Com base nessas projeções, o mercado financeiro projeta que a dívida bruta deva fechar o ano de 2024 em 78,2% do PIB e subir a 87,7% em 2028 – estimativa superior à do governo, portanto. Nesse cenário, no entanto, o Tesouro Nacional tem uma projeção ainda mais pessimista que a dos investidores e prevê que a dívida bruta alcance 89,8% do PIB em 2028.
Os números demonstram que não há como o ministro negar que a dívida bruta faça parte de suas preocupações. De fato, a solução para qualquer problema passa por um diagnóstico correto, mas isso obviamente não basta. É preciso que essa preocupação se materialize em um compromisso que vá além do discurso e se transforme em ações concretas.

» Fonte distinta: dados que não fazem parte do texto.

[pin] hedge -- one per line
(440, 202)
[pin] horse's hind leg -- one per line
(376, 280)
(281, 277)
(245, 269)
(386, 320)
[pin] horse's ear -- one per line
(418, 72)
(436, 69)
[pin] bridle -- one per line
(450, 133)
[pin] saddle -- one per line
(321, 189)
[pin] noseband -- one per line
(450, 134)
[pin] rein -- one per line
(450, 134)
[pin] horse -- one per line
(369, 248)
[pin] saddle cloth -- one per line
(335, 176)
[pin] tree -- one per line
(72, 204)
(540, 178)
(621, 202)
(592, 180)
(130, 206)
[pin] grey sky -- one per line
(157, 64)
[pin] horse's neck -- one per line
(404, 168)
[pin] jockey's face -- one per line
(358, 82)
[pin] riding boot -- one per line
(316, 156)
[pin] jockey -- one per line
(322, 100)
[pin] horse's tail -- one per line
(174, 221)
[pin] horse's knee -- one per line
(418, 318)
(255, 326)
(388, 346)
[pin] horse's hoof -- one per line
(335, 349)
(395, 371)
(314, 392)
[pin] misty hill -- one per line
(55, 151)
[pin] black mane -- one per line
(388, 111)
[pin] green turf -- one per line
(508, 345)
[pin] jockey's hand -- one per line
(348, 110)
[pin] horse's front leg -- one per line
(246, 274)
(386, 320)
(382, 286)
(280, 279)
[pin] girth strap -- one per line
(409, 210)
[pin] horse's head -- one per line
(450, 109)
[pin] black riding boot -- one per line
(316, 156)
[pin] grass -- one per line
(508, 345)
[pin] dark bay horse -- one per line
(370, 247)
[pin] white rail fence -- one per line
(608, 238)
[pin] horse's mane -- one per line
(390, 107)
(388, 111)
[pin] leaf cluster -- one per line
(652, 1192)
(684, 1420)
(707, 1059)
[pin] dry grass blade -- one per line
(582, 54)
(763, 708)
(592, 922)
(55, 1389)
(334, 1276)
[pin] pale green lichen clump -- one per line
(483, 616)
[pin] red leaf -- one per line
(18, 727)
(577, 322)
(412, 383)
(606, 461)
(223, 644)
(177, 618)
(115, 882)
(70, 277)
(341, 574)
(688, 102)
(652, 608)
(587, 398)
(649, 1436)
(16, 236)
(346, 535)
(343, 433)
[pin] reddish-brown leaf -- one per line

Não foi isso que o esvaziado pacote de corte de gastos do governo representou. E, apesar da insistência dos jornalistas, o ministro não trouxe nada de essencialmente novo na longa entrevista que concedeu à CNN.
É até compreensível que Haddad resista a anunciar medidas que não tenham sido submetidas e aprovadas por Lula da Silva, mas é sintomático que o presidente ainda não tenha percebido que a retomada da confiança dos investidores depende disso, a despeito das cotações do dólar terem superado os R$ 6,00.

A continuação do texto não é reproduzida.